RandomWorker · on July 10, 2020

Thank you! Lots of resources to explore!

mccourt · on July 9, 2020

Great example of the fact that different circumstances require different approaches, and the fact that brute force is increasingly impractical for combinatorially complex problems. Thanks for this reference.

mccourt · on July 9, 2020

A very reasonable point and, certainly, the direction that parts of the computational community have embraced over the years. I will use integration as an example: classic computational methods were focused on trying to make strong assumptions about the integrand and significantly reduce the number of integrand evaluations (Gauss quadrature is the main thing that comes to mind). As computation became more accessible/parallelizable, and problems became less analytic, Monte Carlo methods have become more fundamental.

In some distributed computational settings, memory traffic is actually the main bottleneck and redundant computations are executed to reduce the need to send data (a similar situation to the one you aptly describe).

I think that, in the case of hyperparameter/meta-learning optimization (or search, depending on how you think about it) we are at a time right now where the complexity of models which can effectively be put into production is a function of our ability to, at least partially, analyze the space of possible modeling decisions. Will we escape that, and have models whose training cost is less significant than the cost of executing an "intelligent" hyperparameter search process? Maybe ... I am a GP person so I see potential in clever analysis of circumstances so that RKHS methods (for instance) can be leveraged and simplify the training process. But the current trajectory of the community has been to work on increasingly expensive models, which makes the ability to effectively use them with limited tuning/search cost still relevant.

cs702 · on July 9, 2020

Yes. Upon further reflection, this competition actually looks like another step in that direction (see this thread: https://hackernews.hn/item?id=23784239).

Otherwise I agree, Gaussian Processes are nice and friendly, and work quite well for low-dimensional search (e.g., from a few to hundreds of hyperparameters) under very natural, general assumptions :-)

mccourt · on April 18, 2019

I always appreciate articles emphasizing the importance of hyperparameter optimization; thank you for writing this. The discussion on learning rate is nice additional point to mention, though I find it a bit misleading -- earlier in the discussion you are mentioning a number of hyperparameters but then learning rate is studied in a vacuum. If other hyperparameters were varied along with the learning rate, I assume those graphics would look much more complicated.

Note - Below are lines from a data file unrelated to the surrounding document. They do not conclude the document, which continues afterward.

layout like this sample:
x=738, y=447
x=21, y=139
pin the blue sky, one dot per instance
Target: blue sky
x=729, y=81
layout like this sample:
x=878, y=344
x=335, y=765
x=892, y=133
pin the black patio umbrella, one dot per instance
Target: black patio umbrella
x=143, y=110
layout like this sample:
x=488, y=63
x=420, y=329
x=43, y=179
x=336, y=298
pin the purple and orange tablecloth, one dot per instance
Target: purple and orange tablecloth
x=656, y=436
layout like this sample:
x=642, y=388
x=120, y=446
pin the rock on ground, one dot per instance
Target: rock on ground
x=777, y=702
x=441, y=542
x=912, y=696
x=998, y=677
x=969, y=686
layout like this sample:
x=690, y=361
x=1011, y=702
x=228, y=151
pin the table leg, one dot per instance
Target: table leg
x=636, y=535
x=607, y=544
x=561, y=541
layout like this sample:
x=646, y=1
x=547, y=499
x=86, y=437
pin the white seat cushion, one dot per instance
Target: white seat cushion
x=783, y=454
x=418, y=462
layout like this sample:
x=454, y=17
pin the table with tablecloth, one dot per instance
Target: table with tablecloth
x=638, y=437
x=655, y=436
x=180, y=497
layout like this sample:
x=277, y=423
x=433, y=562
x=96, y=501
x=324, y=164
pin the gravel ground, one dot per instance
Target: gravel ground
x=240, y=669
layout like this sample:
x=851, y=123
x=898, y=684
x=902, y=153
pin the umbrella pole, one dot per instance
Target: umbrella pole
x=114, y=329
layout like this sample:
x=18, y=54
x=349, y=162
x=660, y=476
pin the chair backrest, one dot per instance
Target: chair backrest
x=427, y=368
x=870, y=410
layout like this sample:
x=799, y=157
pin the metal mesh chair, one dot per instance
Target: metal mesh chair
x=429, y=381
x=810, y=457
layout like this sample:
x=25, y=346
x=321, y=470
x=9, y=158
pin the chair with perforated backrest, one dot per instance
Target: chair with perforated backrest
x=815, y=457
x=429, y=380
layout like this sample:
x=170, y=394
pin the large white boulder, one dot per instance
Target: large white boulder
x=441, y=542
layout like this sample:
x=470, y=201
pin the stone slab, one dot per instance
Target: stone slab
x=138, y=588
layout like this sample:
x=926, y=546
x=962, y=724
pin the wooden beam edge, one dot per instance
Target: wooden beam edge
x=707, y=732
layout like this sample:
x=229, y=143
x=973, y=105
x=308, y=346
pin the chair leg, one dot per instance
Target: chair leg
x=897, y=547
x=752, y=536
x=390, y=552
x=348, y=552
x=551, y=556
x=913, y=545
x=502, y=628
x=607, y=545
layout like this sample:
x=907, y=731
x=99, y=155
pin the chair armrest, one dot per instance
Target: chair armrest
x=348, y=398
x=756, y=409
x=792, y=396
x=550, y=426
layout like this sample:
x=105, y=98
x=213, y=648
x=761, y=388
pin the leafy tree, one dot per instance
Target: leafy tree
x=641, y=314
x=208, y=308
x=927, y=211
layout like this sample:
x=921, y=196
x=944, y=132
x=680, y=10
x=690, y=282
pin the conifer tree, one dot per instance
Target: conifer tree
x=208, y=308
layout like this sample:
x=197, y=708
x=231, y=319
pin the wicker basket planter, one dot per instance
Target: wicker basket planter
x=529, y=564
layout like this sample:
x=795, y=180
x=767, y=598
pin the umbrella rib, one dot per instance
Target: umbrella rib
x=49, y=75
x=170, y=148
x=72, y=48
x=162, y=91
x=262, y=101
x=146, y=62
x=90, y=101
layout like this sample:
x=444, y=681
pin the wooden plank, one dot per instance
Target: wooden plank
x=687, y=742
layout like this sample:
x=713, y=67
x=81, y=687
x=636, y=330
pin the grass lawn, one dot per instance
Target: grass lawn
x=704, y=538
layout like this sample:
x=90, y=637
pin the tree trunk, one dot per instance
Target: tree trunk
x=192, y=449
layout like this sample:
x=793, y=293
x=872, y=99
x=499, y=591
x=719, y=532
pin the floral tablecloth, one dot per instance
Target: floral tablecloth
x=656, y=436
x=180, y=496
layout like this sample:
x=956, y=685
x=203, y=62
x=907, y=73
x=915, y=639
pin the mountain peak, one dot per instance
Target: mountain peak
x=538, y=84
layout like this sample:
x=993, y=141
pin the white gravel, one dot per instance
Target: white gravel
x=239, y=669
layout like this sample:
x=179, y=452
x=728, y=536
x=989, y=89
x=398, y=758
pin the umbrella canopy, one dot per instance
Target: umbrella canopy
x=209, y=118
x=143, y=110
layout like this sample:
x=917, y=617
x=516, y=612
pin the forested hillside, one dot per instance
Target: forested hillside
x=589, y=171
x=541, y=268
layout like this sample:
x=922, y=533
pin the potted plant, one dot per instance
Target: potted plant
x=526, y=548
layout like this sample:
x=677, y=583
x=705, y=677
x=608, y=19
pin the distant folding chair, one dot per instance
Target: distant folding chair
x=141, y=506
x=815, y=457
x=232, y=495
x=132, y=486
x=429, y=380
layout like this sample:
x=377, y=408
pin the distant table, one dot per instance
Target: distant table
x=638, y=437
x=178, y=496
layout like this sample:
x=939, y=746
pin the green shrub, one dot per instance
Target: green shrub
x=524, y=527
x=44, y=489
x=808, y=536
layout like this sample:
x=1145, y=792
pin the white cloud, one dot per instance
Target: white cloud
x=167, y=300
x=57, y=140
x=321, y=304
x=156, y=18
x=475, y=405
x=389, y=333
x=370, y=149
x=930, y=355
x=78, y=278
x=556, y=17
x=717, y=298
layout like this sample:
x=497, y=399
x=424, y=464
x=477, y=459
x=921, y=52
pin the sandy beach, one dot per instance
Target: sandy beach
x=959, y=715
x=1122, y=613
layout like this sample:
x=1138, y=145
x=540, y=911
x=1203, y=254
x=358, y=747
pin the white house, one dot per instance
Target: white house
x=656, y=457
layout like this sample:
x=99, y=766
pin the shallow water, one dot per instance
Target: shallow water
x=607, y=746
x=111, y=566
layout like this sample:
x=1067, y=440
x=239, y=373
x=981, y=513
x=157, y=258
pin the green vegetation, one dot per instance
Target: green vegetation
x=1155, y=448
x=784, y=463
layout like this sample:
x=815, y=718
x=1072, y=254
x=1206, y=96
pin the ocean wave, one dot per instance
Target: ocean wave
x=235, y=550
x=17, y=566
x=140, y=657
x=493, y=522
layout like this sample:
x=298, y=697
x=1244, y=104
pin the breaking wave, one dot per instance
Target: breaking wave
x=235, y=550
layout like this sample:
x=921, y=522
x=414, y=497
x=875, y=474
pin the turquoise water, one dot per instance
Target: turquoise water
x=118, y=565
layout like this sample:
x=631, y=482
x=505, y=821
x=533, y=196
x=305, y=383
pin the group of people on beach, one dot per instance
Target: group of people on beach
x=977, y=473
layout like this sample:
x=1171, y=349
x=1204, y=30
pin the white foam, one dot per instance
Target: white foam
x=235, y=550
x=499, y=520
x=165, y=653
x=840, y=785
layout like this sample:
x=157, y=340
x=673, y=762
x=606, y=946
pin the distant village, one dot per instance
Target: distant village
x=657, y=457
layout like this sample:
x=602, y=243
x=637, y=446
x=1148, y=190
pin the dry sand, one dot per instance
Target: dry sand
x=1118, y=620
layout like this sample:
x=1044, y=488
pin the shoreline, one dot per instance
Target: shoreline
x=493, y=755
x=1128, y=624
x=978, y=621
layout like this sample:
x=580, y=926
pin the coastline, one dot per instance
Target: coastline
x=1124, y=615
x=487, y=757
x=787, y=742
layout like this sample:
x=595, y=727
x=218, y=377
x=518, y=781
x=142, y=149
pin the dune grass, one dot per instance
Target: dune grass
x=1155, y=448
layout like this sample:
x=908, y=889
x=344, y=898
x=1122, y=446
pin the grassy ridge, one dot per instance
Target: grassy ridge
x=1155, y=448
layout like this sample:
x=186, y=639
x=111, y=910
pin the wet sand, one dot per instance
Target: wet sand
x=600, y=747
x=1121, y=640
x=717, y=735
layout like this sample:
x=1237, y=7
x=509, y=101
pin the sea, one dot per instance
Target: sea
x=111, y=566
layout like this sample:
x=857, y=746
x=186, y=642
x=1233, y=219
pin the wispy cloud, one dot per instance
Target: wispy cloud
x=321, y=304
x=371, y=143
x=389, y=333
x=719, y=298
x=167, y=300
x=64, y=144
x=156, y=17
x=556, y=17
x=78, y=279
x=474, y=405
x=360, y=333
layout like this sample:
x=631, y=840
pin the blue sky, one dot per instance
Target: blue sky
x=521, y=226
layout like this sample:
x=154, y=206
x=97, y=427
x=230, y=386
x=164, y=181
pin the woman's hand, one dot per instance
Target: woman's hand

Additionally, practical circumstances for hyperparameter tuning using Bayesian optimization often include complications: dealing with discrete hyperparameters, large parameter spaces being unreasonably costly or poorly modeled, accounting for uncertainty in your metric, balancing competing metrics, black-box constraints. Obviously, one cannot mention everything in a blog post, I just wanted to bring up that outstanding researchers in Bayesian optimization are pushing forward on all of these topics.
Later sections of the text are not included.